There is no dearth of how you can tap into anticipation and curiosity in your marketing strategy. The obvious way is to establish that something will be announced in the future (could be a discount or a new product) and then counting down for it with some well-worded marketing copy. The best methods combine curiosity with other emotional sales triggers such as loss aversion, recency, or even just fear. The desire to find out how your offers prevent them from losing out, what they recently missed out on, or even what can go wrong can be powerful.
Emotional Sales Triggers #5: Simplifying Effort
The principle of least effort permeates through multiple disciplines. It states that when faced with two or more options, every individual and system will choose the path of least resistance. In simpler words, people are lazy and do that which is the easiest. This is possibly the simplest psychological concept to use in your marketing strategy. The entire concept of conversion rate optimisation began with a book called ‘Don’t Make Me Think’. There are no prizes for guessing who the ‘me’ in the title is – it is the potential buyer.
The book is based on the principle of least effort in that it encourages marketers to make their marketing messages in a way that they don’t make consumers think. This is the best way of implementing this principle. If you can make your marketing message simple and simplify the action required as well, then you’ll get many more conversions and purchases.
Emotional Sales Triggers #6: The Sense of Belonging
Do you know what a new-born craves the most in the first few days of his life? It is a sense of belonging. Studies have shown that when parents give their new-born this sense of belonging, his mental, physical, and emotional development speeds up. With the sense of belonging, the child feels secure enough to stop focusing on survival and start focusing on growth. The sense of belonging is primaeval.
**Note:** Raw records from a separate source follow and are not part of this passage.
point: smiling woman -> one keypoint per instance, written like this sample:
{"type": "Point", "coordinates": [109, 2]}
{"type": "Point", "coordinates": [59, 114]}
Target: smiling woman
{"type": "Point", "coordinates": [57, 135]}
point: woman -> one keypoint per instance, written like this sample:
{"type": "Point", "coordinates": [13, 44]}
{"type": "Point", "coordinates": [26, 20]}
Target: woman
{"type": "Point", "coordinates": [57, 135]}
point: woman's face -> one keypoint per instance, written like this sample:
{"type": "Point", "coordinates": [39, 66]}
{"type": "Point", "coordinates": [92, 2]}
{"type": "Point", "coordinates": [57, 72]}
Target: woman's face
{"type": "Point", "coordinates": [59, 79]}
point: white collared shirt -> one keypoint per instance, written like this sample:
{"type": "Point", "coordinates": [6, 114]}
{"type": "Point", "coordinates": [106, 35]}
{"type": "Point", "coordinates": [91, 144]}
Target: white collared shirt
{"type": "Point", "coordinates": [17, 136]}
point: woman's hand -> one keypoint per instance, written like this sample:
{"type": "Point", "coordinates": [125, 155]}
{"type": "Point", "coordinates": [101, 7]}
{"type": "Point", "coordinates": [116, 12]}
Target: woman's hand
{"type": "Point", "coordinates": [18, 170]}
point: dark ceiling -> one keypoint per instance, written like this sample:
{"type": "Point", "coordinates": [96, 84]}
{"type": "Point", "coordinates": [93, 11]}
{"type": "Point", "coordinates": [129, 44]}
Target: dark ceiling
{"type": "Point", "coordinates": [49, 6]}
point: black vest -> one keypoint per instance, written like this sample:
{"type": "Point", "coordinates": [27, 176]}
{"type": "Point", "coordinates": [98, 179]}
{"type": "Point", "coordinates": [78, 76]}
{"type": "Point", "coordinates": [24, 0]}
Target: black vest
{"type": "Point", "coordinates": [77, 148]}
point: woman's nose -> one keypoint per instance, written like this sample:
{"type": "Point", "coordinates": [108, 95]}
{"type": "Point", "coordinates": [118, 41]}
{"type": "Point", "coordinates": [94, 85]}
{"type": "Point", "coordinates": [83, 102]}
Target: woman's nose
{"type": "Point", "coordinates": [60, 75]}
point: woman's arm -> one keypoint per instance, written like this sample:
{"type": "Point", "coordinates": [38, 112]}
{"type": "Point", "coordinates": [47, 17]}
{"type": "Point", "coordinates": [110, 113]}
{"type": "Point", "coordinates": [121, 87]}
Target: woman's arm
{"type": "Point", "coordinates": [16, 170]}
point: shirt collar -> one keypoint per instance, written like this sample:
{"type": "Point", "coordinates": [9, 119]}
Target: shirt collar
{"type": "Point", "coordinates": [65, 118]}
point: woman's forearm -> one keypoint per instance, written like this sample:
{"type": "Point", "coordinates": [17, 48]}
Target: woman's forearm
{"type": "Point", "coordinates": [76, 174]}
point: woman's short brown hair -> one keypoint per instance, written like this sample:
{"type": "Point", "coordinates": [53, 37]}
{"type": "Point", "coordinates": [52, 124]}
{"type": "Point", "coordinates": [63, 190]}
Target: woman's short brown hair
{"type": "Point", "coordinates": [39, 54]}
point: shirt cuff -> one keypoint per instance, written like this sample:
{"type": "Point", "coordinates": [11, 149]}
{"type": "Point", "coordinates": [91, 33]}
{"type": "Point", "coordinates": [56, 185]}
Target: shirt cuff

In marketing, the sense of belonging is usually presented in the form of social proof i.e. make the target audience think that others are doing what you’re encouraging them to do. You can do this in various ways but the most reliable and dependable method is to present them with reviews or testimonials. Displaying verifiable and impressive statistics such as the number of customers served or years being active can also be beneficial.
Virtually, every human tendency can be leveraged in one way or another to get people to perform a particular task. However, it all depends on how well you understand the psychological and emotional side of humans.